Il n'empêche, Murakami propose une plastique intéressante, captivante à plusieurs niveaux:

1. Il est le chef de file d'un important mouvement esthétique : la filière japonaise du néo-pop dénommée Superflat. Héritier de Warhol et du pop art US, Murakami revendique à juste titre une spécificité face au parangon occidental. 
Détail

Détails
2. Murakami a su créer un monde protéiforme bien à lui. Délires et facéties, monstruosités et enfantillages s'éclatent en couleurs et sans tabou à travers une orgie de personnages extraits à la fois de l'imagerie manga, de mythes passés, des thèmes des maîtres japonais traditionnels, du bouddhisme.
 
3. Association de technologie et de tradition, la forme plastique des œuvres retient l'œil et l'attention. En effet, là où se font sentir l'utilisation quasi industrielle de l'informatique et de ses moyens graphiques en 2D ou en 3D, apparaît un travail raffiné et subtil issu de techniques orientales coutumières. Sous le copié-collé, il y a le pinceau et la plume, les encres de Chine, pardon du Japon.

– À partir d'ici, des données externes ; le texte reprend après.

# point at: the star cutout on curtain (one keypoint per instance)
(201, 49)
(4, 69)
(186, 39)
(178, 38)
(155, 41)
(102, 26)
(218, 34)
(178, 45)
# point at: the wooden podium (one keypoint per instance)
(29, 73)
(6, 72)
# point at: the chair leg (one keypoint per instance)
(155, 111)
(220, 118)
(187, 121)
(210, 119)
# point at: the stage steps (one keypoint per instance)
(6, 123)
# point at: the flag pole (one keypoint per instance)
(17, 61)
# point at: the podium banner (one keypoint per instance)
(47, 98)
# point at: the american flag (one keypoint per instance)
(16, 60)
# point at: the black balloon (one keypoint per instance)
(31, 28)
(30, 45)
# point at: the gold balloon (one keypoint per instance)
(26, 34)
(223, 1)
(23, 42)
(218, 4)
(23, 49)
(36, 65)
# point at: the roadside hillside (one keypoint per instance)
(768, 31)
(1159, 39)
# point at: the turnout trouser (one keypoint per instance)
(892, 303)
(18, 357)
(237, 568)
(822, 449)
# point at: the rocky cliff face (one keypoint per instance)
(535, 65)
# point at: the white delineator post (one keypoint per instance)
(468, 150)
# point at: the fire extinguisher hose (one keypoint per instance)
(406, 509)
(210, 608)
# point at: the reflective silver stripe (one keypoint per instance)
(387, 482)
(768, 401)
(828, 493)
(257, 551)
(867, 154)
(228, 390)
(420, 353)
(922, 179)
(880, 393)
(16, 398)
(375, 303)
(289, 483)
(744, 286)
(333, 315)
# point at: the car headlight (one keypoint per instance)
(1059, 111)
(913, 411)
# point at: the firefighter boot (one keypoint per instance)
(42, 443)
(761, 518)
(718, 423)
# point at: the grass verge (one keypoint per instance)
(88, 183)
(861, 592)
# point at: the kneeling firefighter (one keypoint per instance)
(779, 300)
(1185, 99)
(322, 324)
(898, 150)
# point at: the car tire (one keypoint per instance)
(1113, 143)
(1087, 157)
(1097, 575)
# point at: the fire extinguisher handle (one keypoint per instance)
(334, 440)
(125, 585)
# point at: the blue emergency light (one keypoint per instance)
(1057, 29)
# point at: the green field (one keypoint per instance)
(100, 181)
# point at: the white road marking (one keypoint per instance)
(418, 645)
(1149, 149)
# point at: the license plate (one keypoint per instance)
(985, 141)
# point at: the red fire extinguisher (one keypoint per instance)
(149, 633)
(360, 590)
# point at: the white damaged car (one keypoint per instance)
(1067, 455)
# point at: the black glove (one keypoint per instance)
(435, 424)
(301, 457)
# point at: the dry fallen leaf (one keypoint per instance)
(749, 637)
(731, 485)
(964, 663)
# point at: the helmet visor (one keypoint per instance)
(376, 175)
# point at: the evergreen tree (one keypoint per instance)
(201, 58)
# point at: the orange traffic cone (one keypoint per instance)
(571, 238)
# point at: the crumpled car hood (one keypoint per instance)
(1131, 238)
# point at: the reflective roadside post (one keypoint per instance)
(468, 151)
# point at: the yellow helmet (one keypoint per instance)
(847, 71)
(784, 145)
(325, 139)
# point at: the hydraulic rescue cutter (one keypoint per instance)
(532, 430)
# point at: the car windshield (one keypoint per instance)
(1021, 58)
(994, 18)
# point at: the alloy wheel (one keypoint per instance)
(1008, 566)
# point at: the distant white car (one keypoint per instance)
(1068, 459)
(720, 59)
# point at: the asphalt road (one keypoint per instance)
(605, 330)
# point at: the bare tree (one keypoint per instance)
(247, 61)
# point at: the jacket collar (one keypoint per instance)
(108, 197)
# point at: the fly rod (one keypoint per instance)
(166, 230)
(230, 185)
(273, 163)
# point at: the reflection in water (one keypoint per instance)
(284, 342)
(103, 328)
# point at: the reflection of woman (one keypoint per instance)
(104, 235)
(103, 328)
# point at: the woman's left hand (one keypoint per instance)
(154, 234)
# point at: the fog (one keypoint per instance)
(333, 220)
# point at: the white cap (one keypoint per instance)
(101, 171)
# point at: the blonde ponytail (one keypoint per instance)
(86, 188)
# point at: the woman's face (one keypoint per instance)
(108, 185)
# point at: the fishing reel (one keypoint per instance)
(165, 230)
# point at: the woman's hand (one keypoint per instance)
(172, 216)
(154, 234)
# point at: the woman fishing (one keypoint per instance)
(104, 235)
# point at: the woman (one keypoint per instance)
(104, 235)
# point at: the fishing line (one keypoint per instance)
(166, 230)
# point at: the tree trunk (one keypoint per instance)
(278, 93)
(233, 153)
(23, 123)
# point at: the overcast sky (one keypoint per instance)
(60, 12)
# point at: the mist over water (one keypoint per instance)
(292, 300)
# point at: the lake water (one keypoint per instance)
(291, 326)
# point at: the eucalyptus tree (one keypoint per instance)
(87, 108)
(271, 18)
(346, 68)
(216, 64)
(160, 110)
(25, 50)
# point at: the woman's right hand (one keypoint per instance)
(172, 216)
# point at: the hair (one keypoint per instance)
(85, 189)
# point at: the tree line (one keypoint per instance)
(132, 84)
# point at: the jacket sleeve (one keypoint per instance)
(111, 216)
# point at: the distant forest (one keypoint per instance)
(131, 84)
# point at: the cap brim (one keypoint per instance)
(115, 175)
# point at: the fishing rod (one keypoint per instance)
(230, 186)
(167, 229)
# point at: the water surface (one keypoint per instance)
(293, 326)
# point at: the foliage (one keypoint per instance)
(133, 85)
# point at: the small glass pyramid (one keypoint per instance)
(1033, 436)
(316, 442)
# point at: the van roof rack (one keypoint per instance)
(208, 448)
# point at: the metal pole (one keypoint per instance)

4. Le terme "Poku", comme Murakami surnomme un aspect de sa production, est la contraction de Pop et Otaku, ce dernier mot désignant les mangas japonais. L'artiste réussit ainsi une rare association, celle de l'Art avec un grand A, celui nourri aux écoles mondiales et pétri de références, avec un Art populaire. Ici la BD, et particulièrement cet Otaku omniprésent au Japon. Les réactions à la fois intéressées et joyeuses des enfants présents à l'expo illustrent cette double facette. Fait assez rare pour le signaler, les mouflets ont envie que la visite dure.


Irradiances - Là infiniment - L’Homme qui chavire


Ce sont les intitulés des trois parcours qui jouxtent le focus sur Murakami. On y voit un grand nombre d'œuvres, souvent d'artistes majeurs, autour du thème de la place de l'Homme dans la Nature. En voici une sélection très succincte : 
Eponge Klein - 1960 - Yves Klein 

Forme éponge- 2015 - Matthew Barney

Reports of the rain - 2014 - Mark Bradford

Après - Chrsitian Boltanski
La ballata de Trotski - 1996 - Maurizio Cattelan



Images situées au-delà de la photographie, pourtant utilisant ses techniques numériques et ses tirages argentiques, voici des figures modélisées, des visages singulièrement dénués de toute expression... Pour moi l'oeuvre la plus émouvante, la plus mystérieuse de l'expo.